Malaysia’s state-owned Petronas has signed a number of agreements this month with international partners that focus on developing carbon capture, utilisation and storage (CCUS) technology.
Petronas has signed a memorandum of understanding (MoU) with Baker Hughes to collaborate on “technological developments supporting energy transition”, among other things, the state major announced on November 16.
The energy developer said the collaboration would help it to advance its interests in the CCUS space as well as in hydrogen, digital solutions, as well as sustainability and emissions management.
The companies agreed to combine their expertise to “optimise sustainable delivery of energy offerings while leveraging on technology and digitalisation”. The agreement was signed at the Abu Dhabi International Petroleum Exhibition & Conference (ADIPEC) on November 13.
Petronas president and CEO Tengku Muhammad Taufik said: “At Petronas, we are committed to take a holistic approach in sustainability, and leverage on innovation to pursue our sustainability agenda … The MoU maps out a spectrum of initiatives that support these lenses with a view to ultimately enable [the delivery of] sustainable energy offerings, while leveraging on technology and digitalisation.”
The Malaysian major has also signed a heads of agreement (HOA) with Technip Energies to develop and commercialise CCUS technologies.

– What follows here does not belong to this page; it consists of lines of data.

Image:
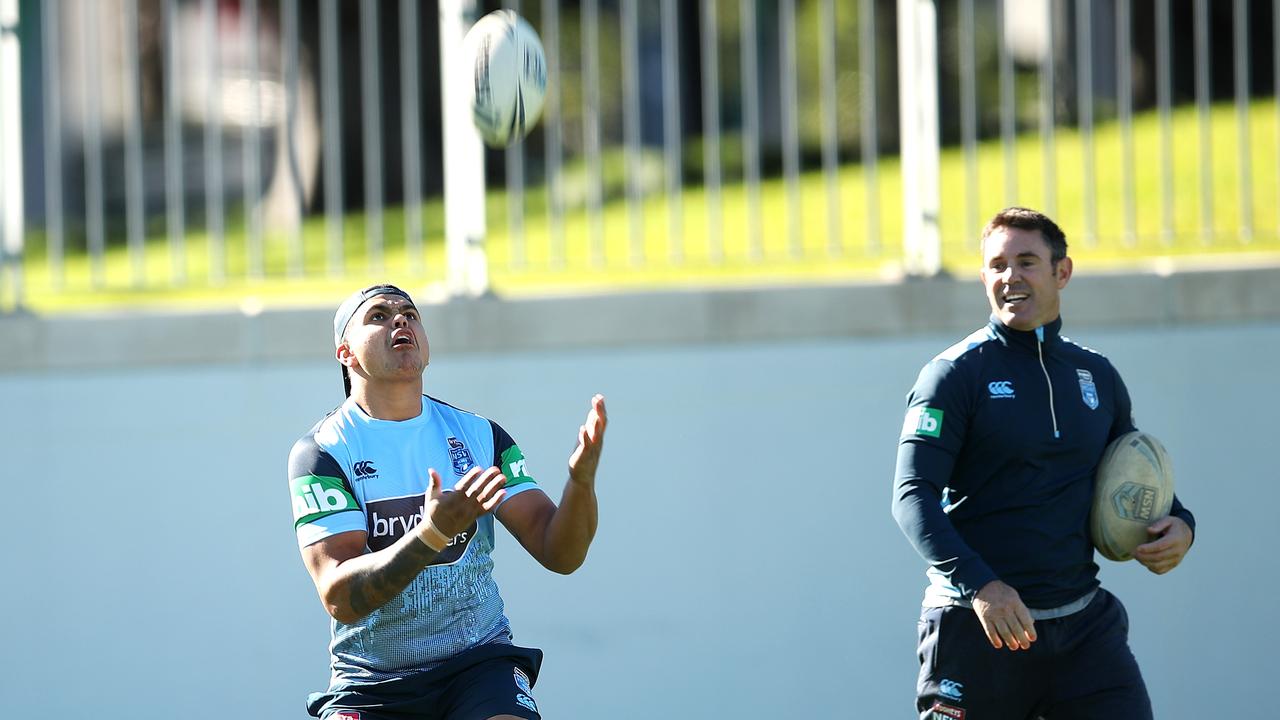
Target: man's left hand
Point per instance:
(590, 441)
(1173, 538)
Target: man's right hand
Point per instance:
(476, 493)
(1004, 616)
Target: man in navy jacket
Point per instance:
(993, 486)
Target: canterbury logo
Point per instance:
(1001, 388)
(951, 689)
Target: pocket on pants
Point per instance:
(928, 628)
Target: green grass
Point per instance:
(535, 264)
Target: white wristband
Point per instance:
(433, 537)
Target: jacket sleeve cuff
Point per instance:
(972, 575)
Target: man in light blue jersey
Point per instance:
(394, 497)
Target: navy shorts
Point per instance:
(1079, 668)
(487, 680)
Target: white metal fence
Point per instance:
(213, 144)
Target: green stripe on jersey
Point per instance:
(513, 466)
(319, 496)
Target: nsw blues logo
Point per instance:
(460, 456)
(1088, 391)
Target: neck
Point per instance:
(398, 400)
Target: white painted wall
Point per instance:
(746, 563)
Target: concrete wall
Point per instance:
(746, 564)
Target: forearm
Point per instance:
(571, 528)
(359, 586)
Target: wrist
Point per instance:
(432, 536)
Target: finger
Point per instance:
(494, 500)
(466, 478)
(494, 484)
(1028, 625)
(1006, 634)
(481, 481)
(1155, 551)
(992, 634)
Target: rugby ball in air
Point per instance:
(1134, 488)
(508, 77)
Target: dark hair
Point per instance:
(1028, 219)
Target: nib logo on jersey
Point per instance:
(391, 518)
(365, 470)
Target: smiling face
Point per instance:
(385, 341)
(1023, 283)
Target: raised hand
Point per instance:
(590, 441)
(476, 493)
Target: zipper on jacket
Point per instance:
(1040, 352)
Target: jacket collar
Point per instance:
(1027, 340)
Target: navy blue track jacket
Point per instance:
(996, 464)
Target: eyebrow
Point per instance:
(387, 308)
(1025, 254)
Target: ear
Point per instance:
(1064, 272)
(346, 356)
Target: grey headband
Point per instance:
(342, 318)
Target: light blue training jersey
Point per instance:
(352, 472)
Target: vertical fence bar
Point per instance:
(1164, 103)
(133, 145)
(869, 150)
(1206, 136)
(411, 131)
(1048, 112)
(1084, 91)
(12, 220)
(214, 206)
(671, 131)
(830, 130)
(515, 178)
(790, 126)
(92, 78)
(590, 31)
(918, 123)
(465, 255)
(1244, 171)
(631, 127)
(1124, 101)
(289, 64)
(330, 98)
(174, 190)
(1006, 104)
(712, 130)
(752, 128)
(50, 30)
(969, 118)
(371, 101)
(252, 168)
(554, 144)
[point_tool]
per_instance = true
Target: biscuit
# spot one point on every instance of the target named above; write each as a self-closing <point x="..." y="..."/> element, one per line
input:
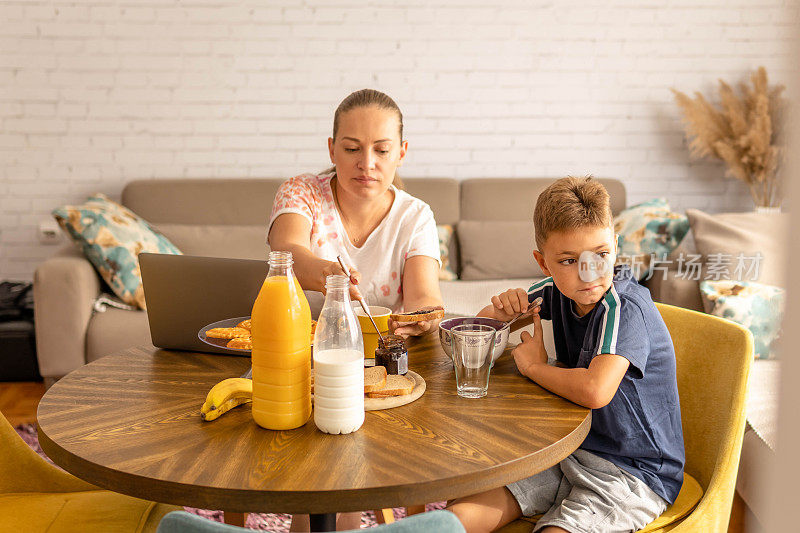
<point x="241" y="343"/>
<point x="227" y="333"/>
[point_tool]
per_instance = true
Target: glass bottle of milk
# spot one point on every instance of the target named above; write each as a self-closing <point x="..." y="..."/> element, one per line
<point x="338" y="362"/>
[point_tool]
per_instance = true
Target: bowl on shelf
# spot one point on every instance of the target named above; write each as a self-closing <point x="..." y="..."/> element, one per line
<point x="500" y="340"/>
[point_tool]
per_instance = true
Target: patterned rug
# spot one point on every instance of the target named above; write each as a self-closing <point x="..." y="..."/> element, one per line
<point x="258" y="521"/>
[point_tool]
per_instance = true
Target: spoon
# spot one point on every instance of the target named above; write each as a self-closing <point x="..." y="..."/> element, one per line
<point x="361" y="301"/>
<point x="536" y="303"/>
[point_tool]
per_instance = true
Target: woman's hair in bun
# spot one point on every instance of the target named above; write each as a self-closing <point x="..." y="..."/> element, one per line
<point x="367" y="98"/>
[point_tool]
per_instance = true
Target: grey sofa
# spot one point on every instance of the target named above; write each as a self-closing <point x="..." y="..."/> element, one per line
<point x="228" y="217"/>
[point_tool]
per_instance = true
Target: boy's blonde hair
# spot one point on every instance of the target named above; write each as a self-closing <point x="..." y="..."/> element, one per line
<point x="571" y="203"/>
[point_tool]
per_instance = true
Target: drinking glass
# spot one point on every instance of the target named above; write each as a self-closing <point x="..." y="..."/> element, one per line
<point x="472" y="358"/>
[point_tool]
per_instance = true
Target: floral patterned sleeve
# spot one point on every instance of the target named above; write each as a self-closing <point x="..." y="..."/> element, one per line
<point x="295" y="195"/>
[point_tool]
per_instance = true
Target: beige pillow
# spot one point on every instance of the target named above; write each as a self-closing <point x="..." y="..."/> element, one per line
<point x="743" y="235"/>
<point x="236" y="241"/>
<point x="497" y="250"/>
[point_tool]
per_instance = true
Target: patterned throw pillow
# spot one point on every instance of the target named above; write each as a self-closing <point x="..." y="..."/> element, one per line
<point x="445" y="232"/>
<point x="648" y="230"/>
<point x="111" y="236"/>
<point x="755" y="306"/>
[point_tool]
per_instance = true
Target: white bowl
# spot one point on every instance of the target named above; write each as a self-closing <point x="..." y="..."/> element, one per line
<point x="500" y="340"/>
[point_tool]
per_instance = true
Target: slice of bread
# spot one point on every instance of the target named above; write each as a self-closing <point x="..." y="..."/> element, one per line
<point x="395" y="386"/>
<point x="418" y="316"/>
<point x="374" y="378"/>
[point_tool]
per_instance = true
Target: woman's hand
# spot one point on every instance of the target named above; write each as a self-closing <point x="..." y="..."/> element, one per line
<point x="406" y="329"/>
<point x="334" y="269"/>
<point x="531" y="351"/>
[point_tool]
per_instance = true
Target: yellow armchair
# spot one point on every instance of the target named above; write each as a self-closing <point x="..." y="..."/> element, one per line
<point x="713" y="360"/>
<point x="37" y="497"/>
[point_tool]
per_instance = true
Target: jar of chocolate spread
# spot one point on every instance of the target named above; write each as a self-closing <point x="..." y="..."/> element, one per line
<point x="393" y="355"/>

These include Petronas’ rotating pack bed assisted cryogenic carbon dioxide (CO2) recovery technology (CryoMin) as well as membrane-based CO2 recovery technology (PN2), the state company said on November 15. The companies will also work on developing associated services and equipment.

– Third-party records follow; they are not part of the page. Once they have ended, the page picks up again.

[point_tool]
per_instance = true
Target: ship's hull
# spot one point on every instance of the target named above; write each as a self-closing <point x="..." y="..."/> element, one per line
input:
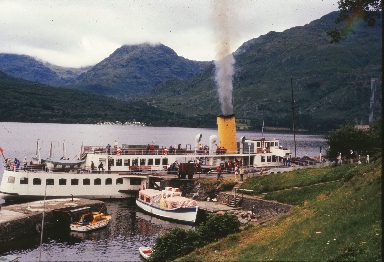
<point x="24" y="184"/>
<point x="184" y="215"/>
<point x="90" y="227"/>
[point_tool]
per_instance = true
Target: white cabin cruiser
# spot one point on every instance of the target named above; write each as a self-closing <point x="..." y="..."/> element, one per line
<point x="121" y="171"/>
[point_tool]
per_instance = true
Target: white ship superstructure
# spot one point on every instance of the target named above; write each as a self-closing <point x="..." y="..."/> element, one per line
<point x="121" y="171"/>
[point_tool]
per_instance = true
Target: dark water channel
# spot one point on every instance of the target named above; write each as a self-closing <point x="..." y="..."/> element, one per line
<point x="119" y="241"/>
<point x="129" y="228"/>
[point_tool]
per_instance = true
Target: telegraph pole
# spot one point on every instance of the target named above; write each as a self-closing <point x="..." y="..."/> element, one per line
<point x="293" y="117"/>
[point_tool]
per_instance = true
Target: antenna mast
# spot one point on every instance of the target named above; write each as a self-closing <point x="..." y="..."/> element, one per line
<point x="293" y="117"/>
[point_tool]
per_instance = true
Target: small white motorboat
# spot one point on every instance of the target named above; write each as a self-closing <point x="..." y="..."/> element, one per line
<point x="91" y="221"/>
<point x="145" y="252"/>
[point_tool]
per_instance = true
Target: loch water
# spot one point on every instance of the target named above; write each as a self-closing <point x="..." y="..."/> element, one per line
<point x="129" y="228"/>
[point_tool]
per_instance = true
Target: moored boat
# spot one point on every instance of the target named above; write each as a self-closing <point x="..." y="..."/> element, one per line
<point x="121" y="171"/>
<point x="145" y="252"/>
<point x="168" y="204"/>
<point x="91" y="221"/>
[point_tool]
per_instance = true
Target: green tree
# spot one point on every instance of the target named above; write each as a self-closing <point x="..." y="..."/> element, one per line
<point x="361" y="142"/>
<point x="369" y="10"/>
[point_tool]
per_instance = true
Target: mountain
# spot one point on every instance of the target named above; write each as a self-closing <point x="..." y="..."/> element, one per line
<point x="331" y="82"/>
<point x="25" y="101"/>
<point x="29" y="68"/>
<point x="133" y="69"/>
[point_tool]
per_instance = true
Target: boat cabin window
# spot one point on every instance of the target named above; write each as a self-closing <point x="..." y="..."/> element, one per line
<point x="49" y="182"/>
<point x="98" y="218"/>
<point x="135" y="181"/>
<point x="11" y="179"/>
<point x="24" y="180"/>
<point x="36" y="181"/>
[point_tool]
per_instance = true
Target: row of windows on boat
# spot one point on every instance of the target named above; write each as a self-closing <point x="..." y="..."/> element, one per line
<point x="136" y="162"/>
<point x="75" y="181"/>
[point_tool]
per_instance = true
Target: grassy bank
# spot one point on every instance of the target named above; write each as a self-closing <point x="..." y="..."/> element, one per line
<point x="333" y="221"/>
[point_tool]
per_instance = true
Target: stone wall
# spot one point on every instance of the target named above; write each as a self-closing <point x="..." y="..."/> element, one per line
<point x="260" y="207"/>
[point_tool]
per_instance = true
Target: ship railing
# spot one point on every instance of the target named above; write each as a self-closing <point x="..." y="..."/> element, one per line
<point x="162" y="151"/>
<point x="33" y="168"/>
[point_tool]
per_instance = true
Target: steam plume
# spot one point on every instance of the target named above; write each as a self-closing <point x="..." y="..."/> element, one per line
<point x="224" y="59"/>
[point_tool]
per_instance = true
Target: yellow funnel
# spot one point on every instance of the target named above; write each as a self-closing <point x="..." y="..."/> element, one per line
<point x="226" y="126"/>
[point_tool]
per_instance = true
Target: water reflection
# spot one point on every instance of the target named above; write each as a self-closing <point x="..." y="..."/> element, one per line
<point x="119" y="241"/>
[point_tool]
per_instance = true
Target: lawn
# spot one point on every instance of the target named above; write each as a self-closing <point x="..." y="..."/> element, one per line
<point x="340" y="223"/>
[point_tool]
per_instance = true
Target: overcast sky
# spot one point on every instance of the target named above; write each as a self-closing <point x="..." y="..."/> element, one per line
<point x="83" y="32"/>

Petronas’ senior vice president of project delivery and technology, Bacho Pilong, said Petronas had identified CCUS technologies as key to helping the company achieve its goal of reaching net zero emissions by 2050.
The agreements with Baker Hughes and Technip Energies come after Petronas signed an MoU with US super-major ExxonMobil earlier this month to evaluate how CCUS might be used to help decarbonise upstream operations.
Under the terms of the MoU, which was signed on November 3, both companies will assess the viability of potential CCS projects in selected locations offshore Peninsular Malaysia and identify suitable technologies.
Petronas and ExxonMobil will also share subsurface technical data to enable CO2 storage assessment and characterisation. Relevant data related to pipelines, facilities and wells will also be shared to evaluate the potential re-utilisation of existing infrastructure for transport and storage in selected locations.
The state company is currently developing, testing and piloting a suite of technologies at its first offshore CCS project that is slated to begin injecting CO2 in 2025.